If the statements in the question are all accurate, then there is no copyright infringement here. But note that statement 7:
App b copied all 10 features from app a, but expressed all features in a different way where there is no substantial similarity.
includes a legal conclusion, and often a key point in issue in a copyright case. Whether there is or is not "substantial similarity" is ultimately a question for the court to decide. A court may find "substantial similarity" even in the clear absence of source-code copying, provided that the display and interface are sufficiently original to warrant copyright protection.
Indeed since substantial similarity is an essential element of copyright infringement, statement 7 is legally equivalent to saying that "app b does not infringe on app a."
In *Arica Institute, Inc. v. Helen Palmer and Harper & Row Publishers, Incorporated, 970 F.2d 1067 (2d Cir. 1992) the second circuit court of appeals wrote:
Since direct evidence of copying is rare, a court may infer it upon a showing that defendant had access to the copyrighted work, and that the allegedly infringing material bears a substantial similarity to copyrightable elements of plaintiff's work. Folio Impressions, Inc. v. Byer California, 937 F.2d 759, 765 (2d Cir. 1991); Warner Bros., Inc. v. Am. Broadcasting Cos., 654 F.2d 204, 207 (2d Cir. 1981); 3 Nimmer, Nimmer on Copyright § 13.01 [B] at 13-8 n. 26.3. Two works are substantially similar where "the ordinary observer, unless he set out to detect the disparities, would be disposed to overlook them, and regard [the] aesthetic appeal [of the two works] as the same," Peter Pan Fabrics, Inc. v. Martin Weiner Corp., 274 F.2d 487, 489 (2d Cir. 1960). Accordingly, summary judgment may be appropriate "either because the similarity between the two works concerns only 'non-copyrightable elements of the plaintiff's work,' or because no reasonable jury, properly instructed, could find that the two works are substantially similar." Warner Bros. Inc. v. Am. Broadcasting Cos., 720 F.2d 231, 240 (2d Cir. 1983) (citations omitted); Hoehling v. Universal City Studios, Inc., 618 F.2d 972, 977 (2d Cir.), cert. den. 449 U.S. 841, 101 S. Ct. 121, 66 L. Ed. 2d 49 (1980).

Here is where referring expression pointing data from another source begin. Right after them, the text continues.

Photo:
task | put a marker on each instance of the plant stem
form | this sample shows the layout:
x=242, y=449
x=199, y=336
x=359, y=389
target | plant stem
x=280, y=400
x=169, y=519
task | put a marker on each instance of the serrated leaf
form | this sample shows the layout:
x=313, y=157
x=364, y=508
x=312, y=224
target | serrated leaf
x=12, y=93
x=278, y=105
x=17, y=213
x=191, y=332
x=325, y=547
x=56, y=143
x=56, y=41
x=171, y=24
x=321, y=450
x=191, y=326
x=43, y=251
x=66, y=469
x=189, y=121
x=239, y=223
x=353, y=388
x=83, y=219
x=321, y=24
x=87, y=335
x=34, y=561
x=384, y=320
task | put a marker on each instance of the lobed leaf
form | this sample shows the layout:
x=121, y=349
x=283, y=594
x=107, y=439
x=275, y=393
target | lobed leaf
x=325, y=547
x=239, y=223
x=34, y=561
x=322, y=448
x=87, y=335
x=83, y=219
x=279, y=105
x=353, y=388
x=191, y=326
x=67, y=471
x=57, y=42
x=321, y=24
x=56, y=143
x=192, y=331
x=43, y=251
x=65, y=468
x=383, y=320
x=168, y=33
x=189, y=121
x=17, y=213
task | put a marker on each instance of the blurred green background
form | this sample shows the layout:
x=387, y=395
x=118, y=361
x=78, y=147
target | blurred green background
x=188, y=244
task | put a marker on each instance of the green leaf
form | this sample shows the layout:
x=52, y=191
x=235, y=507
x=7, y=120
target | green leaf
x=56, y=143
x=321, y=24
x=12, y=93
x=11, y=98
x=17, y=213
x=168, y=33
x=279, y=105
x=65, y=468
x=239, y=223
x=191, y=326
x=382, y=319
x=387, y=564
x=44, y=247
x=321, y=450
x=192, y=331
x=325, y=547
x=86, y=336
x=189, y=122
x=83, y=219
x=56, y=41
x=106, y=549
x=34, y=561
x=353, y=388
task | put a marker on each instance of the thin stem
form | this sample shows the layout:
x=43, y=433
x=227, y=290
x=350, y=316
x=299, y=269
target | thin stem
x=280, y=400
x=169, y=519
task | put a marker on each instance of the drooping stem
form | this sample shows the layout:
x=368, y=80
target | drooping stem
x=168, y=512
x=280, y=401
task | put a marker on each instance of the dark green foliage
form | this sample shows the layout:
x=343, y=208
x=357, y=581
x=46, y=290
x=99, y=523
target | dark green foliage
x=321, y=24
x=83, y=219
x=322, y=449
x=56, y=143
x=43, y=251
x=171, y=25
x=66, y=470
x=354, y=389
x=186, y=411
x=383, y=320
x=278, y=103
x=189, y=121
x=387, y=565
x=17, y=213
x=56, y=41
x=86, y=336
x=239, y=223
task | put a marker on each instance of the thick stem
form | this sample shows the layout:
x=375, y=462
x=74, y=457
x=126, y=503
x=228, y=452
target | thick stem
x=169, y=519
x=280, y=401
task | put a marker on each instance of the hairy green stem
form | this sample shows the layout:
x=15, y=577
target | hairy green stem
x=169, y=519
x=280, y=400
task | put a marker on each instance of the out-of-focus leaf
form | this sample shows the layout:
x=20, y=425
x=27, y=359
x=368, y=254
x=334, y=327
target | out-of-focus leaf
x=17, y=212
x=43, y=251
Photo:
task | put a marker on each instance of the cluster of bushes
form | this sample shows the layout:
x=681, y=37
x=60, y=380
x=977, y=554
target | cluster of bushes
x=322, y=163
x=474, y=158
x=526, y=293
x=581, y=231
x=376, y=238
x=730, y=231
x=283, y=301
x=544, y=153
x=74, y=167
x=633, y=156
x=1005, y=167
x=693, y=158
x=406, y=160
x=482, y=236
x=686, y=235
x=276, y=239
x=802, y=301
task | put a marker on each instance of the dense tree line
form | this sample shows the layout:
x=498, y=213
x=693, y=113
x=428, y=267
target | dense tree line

In the Arica case the Second Circuit Court did find substantial similarity of certain aspects of the alleged source work, and thus that some copying had occurred that was sufficiently extensive to constitute infringement. But it found that many of those aspects were factual in nature, and thus not copyrightable. The remaining aspects, court found, were a valid fair use of the original.
In Computer Associates International, Inc. v. Altai, Inc., 982 F.2d 693 (2d Cir. 1992) the US Second Circuit Court found that non-literal elements of software, including the structure, sequence and organization of the software, could be protected by copyright, and devised the Abstraction-Filtration-Comparison test. This three step test, as the Wikipedia article about it states, "has been widely adopted by United States courts and recognized by courts outside the United States as well."
Recent copyright cases have tended not to find infringement where similar look-and-feel are produced by significantly different underlying code, particularly where a clean-room design method has been used. But look-and-feel, or interface, where significantly original, may still be protected.
Thus in the case described in the question, one would need to apply the Abstraction-Filtration-Comparison test. One would also need to consider if a significantly original interface had been copied, even if differently implemented. Such analysis can be complex and fact-driven, perhaps more so than the OP realizes.